In an age of broadband Internet, i-cafes, and wireless access, many New Haven business owners, including at bars and restaurants, said they seek to attract Yale students and downtown businesspeople by offering free WiFi.

Richter’s Café, which plans to introduce free wireless Internet for its customers next month, will soon join a growing list of local New Haven businesses that provide free WiFi. Despite the cost, most business owners are providing the service for their customers because they feel it’s the right thing to do.

Dieter von Rabenstein, the owner of Richter’s, said he wanted to add WiFi after he noticed more customers bringing in their computers to do work. For him, it was not an issue of competition.

“[Richter’s] is not a place like Starbucks … where WiFi is very important,” he said. “It’s more of a convenience for our customers.”

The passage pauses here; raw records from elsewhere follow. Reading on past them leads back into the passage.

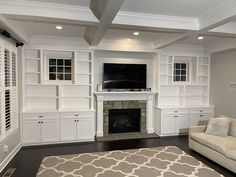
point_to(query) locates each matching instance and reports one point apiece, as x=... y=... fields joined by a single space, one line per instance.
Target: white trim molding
x=10 y=157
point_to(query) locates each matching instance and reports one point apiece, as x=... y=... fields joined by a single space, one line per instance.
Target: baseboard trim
x=9 y=157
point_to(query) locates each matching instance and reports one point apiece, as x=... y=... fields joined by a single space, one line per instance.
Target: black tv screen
x=124 y=76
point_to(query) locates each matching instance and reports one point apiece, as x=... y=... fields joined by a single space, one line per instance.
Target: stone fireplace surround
x=143 y=96
x=132 y=104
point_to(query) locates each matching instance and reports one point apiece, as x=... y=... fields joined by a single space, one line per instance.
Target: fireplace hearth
x=124 y=120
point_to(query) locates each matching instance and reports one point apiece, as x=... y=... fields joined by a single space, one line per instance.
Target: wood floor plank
x=28 y=159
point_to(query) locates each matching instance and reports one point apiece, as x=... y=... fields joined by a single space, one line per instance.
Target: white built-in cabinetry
x=57 y=110
x=182 y=104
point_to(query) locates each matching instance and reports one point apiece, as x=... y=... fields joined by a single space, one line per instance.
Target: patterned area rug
x=166 y=161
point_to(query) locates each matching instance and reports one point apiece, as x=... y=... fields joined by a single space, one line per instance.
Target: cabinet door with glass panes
x=60 y=69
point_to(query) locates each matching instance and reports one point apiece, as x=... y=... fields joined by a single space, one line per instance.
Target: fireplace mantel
x=119 y=96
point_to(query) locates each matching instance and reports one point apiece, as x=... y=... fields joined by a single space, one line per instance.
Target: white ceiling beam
x=156 y=21
x=105 y=11
x=16 y=30
x=47 y=10
x=219 y=16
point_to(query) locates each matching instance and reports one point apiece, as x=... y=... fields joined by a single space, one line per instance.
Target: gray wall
x=223 y=71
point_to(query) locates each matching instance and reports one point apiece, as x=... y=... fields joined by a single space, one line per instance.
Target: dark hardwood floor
x=28 y=159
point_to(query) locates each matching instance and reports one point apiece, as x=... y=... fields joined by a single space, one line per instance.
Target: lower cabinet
x=168 y=124
x=76 y=129
x=40 y=131
x=58 y=127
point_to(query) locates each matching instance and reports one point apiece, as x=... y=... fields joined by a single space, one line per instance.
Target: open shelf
x=180 y=94
x=43 y=95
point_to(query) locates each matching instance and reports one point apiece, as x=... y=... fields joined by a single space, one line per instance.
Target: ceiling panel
x=144 y=36
x=66 y=2
x=184 y=8
x=44 y=28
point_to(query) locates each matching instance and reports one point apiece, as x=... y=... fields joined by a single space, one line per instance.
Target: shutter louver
x=1 y=92
x=7 y=110
x=7 y=67
x=8 y=89
x=13 y=69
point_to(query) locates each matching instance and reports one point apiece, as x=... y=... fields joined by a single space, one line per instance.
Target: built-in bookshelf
x=191 y=93
x=40 y=93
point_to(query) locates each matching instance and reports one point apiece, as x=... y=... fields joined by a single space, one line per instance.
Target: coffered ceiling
x=160 y=22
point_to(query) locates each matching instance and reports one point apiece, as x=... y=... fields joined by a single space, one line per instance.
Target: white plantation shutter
x=8 y=89
x=14 y=96
x=1 y=91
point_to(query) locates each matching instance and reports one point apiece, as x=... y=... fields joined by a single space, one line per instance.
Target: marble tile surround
x=133 y=104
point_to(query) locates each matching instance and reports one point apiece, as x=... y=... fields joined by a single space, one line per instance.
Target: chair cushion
x=218 y=126
x=217 y=143
x=231 y=154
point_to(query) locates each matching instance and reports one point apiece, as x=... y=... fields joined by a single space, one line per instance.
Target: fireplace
x=113 y=107
x=124 y=120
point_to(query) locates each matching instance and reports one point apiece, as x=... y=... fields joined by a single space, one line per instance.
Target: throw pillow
x=218 y=126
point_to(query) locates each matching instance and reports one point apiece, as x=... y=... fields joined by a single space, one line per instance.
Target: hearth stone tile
x=123 y=135
x=131 y=104
x=116 y=136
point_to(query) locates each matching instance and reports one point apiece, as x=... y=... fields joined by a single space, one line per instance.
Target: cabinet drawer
x=41 y=116
x=174 y=111
x=76 y=115
x=201 y=111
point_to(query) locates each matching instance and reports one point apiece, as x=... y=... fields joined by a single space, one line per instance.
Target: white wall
x=223 y=71
x=101 y=57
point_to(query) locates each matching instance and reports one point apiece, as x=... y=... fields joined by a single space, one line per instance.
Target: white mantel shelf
x=125 y=96
x=112 y=96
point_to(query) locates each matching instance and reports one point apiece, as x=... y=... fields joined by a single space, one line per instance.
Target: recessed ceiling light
x=200 y=37
x=59 y=27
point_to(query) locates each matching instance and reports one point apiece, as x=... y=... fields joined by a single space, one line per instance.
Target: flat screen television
x=124 y=76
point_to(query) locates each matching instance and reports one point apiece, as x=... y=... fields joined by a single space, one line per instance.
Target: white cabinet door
x=182 y=123
x=168 y=124
x=84 y=129
x=68 y=129
x=194 y=119
x=31 y=131
x=205 y=116
x=49 y=130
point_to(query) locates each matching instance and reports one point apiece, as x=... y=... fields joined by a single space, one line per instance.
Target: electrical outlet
x=5 y=148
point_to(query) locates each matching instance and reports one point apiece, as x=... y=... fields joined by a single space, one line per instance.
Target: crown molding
x=156 y=21
x=17 y=30
x=218 y=16
x=47 y=10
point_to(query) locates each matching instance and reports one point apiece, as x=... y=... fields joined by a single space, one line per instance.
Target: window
x=59 y=69
x=181 y=72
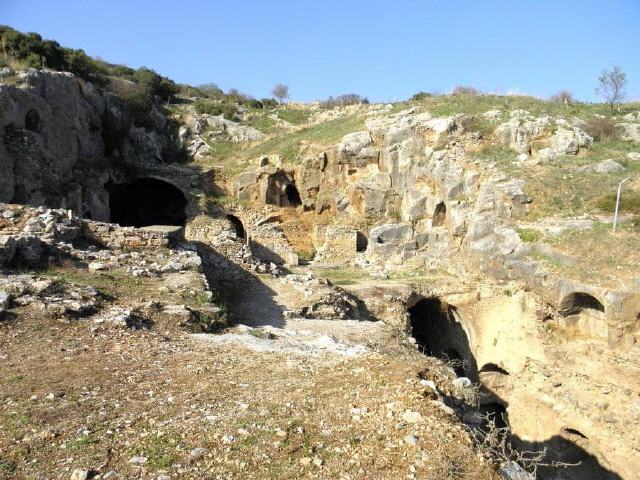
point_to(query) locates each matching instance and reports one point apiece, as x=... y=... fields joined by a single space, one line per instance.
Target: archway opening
x=439 y=334
x=32 y=121
x=293 y=196
x=362 y=242
x=492 y=367
x=439 y=214
x=146 y=201
x=238 y=227
x=576 y=302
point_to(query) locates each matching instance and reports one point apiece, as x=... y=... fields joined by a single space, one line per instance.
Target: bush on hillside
x=344 y=100
x=465 y=90
x=563 y=97
x=602 y=128
x=421 y=96
x=227 y=110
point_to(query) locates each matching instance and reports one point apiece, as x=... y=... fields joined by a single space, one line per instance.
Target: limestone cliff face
x=62 y=140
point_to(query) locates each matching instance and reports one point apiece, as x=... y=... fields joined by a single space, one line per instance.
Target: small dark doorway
x=362 y=242
x=293 y=196
x=439 y=215
x=576 y=302
x=146 y=201
x=32 y=121
x=437 y=332
x=238 y=227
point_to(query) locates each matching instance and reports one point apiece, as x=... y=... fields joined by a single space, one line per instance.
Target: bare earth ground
x=77 y=396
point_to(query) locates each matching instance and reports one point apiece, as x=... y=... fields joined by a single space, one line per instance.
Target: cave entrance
x=282 y=191
x=146 y=201
x=238 y=227
x=439 y=334
x=293 y=196
x=32 y=121
x=439 y=215
x=576 y=302
x=362 y=242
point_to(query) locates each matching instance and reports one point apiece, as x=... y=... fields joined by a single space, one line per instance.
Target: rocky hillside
x=369 y=291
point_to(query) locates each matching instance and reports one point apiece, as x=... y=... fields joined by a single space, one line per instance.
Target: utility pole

But, he said, having WiFi may be good for business as well. “Obviously,” he said, “they may come here instead of somewhere else.”

Indeed, many local businesses have introduced wireless Internet access since the technology became popular. The concert venue and bar Firehouse 12 has provided wireless Internet since it first opened in 2004.

“It was sort of a no-brainer,” Dan Fine, Firehouse 12’s concert producer, said.

While he admits free WiFi does not draw in “a lot” of customers, Fine said it has increased the number of people who stay for happy hour by attracting people earlier in the afternoon.

But not all local business are experimenting with wireless Internet. Although Dunkin’ Donuts offers free WiFi at select shops, the location on Chapel Street does not have wireless Internet. Cashier Jackie Ferraro said most people make their purchases to go. She said she does not see the value in adding WiFi since customers rarely sit down, even during the weekend.

And an employee of the bar Keys to the City at Caffé Bottega, who declined to give his name, said it did not make sense for the bar to provide wireless Internet access.

“We’re a nighttime restaurant,” he said. “I don’t think the dinner crowd brings in laptops.”

Even though not all Yale students interviewed feel that WiFi is a necessity at local cafes, many said they appreciate it.

“I think cafes with WiFi definitely draw in the college crowd,” Dorothy Kwok SPH ’10 said.

Others felt it a matter of necessity.

“WiFi should be a requirement,” Cole Wheeler ’13 said. “Its a terrible distraction, but it’s also useful for productivity. There are times when I could do nothing without the Internet.”